All pairs of angiograms were analyzed independently by two experienced observers blinded for any information on the patients. In each coronary angiogram, all stenoses >=50% of the vessel diameter were identified and quantified in the single projection where they appeared to be most severe. For this purpose, selected cine frames at end diastole were projected on a screen, and the stenosed arterial segment was traced from the projected view. The projected image then was digitized and corrected for pincushion distortion. For each image, a centerline was constructed, with its perpendiculars intersecting at any point both vessel edges at equal distances from itself. The extent of stenosis was defined by comparison of the most narrow part of the segment with both the normal proximal and distal portions of the vessel.5 With this method, the intraobserver variability of repeated measurements for a given lesion is <5% in our laboratory.

Rapid progression of coronary artery disease was defined as (1) an increase >10% in stenosis severity in at least one stenosis >=50%, (2) occurrence of a new stenosis >=50%, or (3) occlusion of a formerly patent vessel.

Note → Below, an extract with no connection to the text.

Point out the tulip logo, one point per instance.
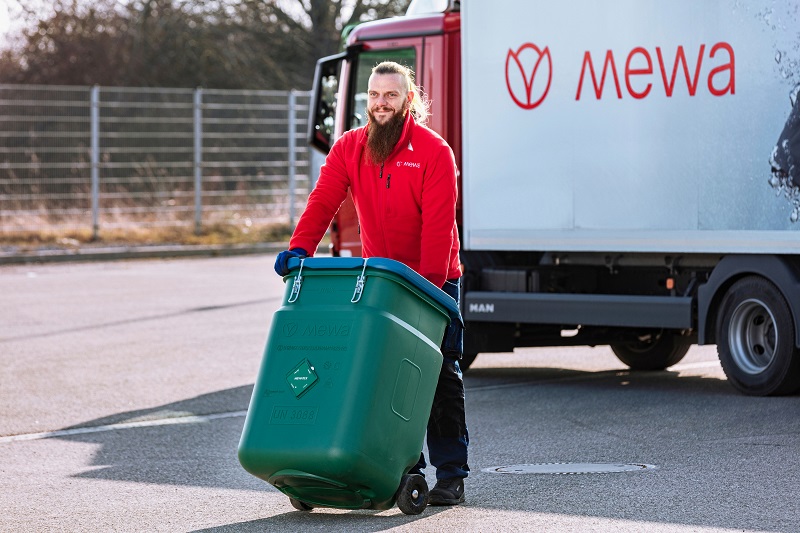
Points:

From all patients, standardized clinical information was obtained with the help of a specific questionnaire. The day before the second angiography, blood was collected and blood pressure was measured after 5 minutes of rest in a supine position. Total cholesterol, HDL cholesterol, and triglyceride concentrations were determined in serum, and LDL cholesterol concentration was calculated according to Friedewald.6 Apolipoprotein B was determined by radial immunodiffusion (Immuno) and Lp(a) by radioimmunoassay (Pharmacia).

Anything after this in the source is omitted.